To investigate this complex phenomenon, researchers from the UGA/G-INP/CNRS Fluid Dynamics Laboratory (LEGI), in collaboration with scientists from ESRF and ILL, joined forces to address the associated challenges. Led by Dr. Arash Nemati, the team designed an experimental setup in which water vapor, with precisely controlled quality and flow rate, was injected into a naturally heterogeneous porous sample containing artificially introduced fractures. The condensation experiments were performed using the NeXT-Grenoble instrument at the Institut Laue-Langevin (ILL), exploiting the instrument’s high cold neutron flux to study the condensation in-situ in 4D. To ensure reliable water quantification, neutron imaging calibration was performed beforehand to account for incoherent scattering effects caused by high hydrogen content, using reference measurements and correction techniques.

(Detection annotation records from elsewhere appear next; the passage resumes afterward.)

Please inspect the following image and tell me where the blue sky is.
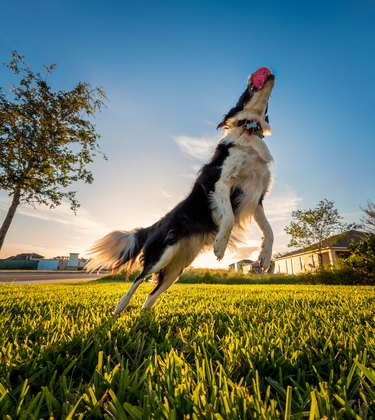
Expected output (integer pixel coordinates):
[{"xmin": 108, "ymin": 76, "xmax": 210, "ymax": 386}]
[{"xmin": 0, "ymin": 0, "xmax": 375, "ymax": 267}]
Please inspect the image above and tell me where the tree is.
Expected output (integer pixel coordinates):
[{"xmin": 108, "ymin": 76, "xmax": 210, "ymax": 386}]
[
  {"xmin": 0, "ymin": 51, "xmax": 106, "ymax": 250},
  {"xmin": 361, "ymin": 201, "xmax": 375, "ymax": 235},
  {"xmin": 284, "ymin": 199, "xmax": 356, "ymax": 267}
]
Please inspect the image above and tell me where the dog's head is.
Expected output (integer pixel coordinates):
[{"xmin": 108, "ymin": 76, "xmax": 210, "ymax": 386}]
[{"xmin": 217, "ymin": 67, "xmax": 275, "ymax": 136}]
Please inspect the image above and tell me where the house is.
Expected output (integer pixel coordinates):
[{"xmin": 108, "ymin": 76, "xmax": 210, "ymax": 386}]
[
  {"xmin": 6, "ymin": 252, "xmax": 44, "ymax": 261},
  {"xmin": 229, "ymin": 260, "xmax": 260, "ymax": 273},
  {"xmin": 274, "ymin": 230, "xmax": 366, "ymax": 274},
  {"xmin": 0, "ymin": 252, "xmax": 87, "ymax": 270}
]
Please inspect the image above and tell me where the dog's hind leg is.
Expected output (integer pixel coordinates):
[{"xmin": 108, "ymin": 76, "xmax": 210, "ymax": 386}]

A multimodal imaging approach was employed (Figure 1): first, synchrotron phase-contrast X-ray imaging was used to obtain the microstructure morphology of the media at high resolutions ; Second, fast neutron tomography was used to track water condensation distribution in 4D (3D + time) with unprecedented detail.

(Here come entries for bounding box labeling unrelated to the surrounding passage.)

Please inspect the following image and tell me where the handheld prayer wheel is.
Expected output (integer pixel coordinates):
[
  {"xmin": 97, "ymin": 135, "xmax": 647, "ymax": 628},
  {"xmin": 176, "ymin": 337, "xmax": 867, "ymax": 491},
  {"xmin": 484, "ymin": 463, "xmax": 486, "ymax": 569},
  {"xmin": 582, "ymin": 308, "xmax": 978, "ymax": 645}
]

Through correlative analysis of the multimodal datasets, the research team observed the evolution of water condensation within the samples, its interaction with fractures, and its dependence on the porous medium’s microstructure. While fractures acted as primary pathways for vapor migration due to their higher permeability, condensed water preferentially accumulated in the smaller pores of the porous matrix, emphasizing the capillary-driven nature of water migration. Initially, water condensed along fracture surfaces before being absorbed into the matrix through capillarity. Lower-porosity samples exhibited faster propagation of the water condensation front due to their limited absorption capacity. At low vapor flow rates (Figure 2), water accumulated in fractures as patches, whereas higher flow rates kept fractures drier by driving more water into the matrix. Overall, the proposed methodology reliably measured water content, as validated by boundary measurements. Neutron and X-ray imaging further confirmed the critical role of fracture morphology and microstructure in condensation dynamics. These findings are currently used at the base of the development of an advanced multi-physics numerical and analytical tools able to reproduce condensation in porous media.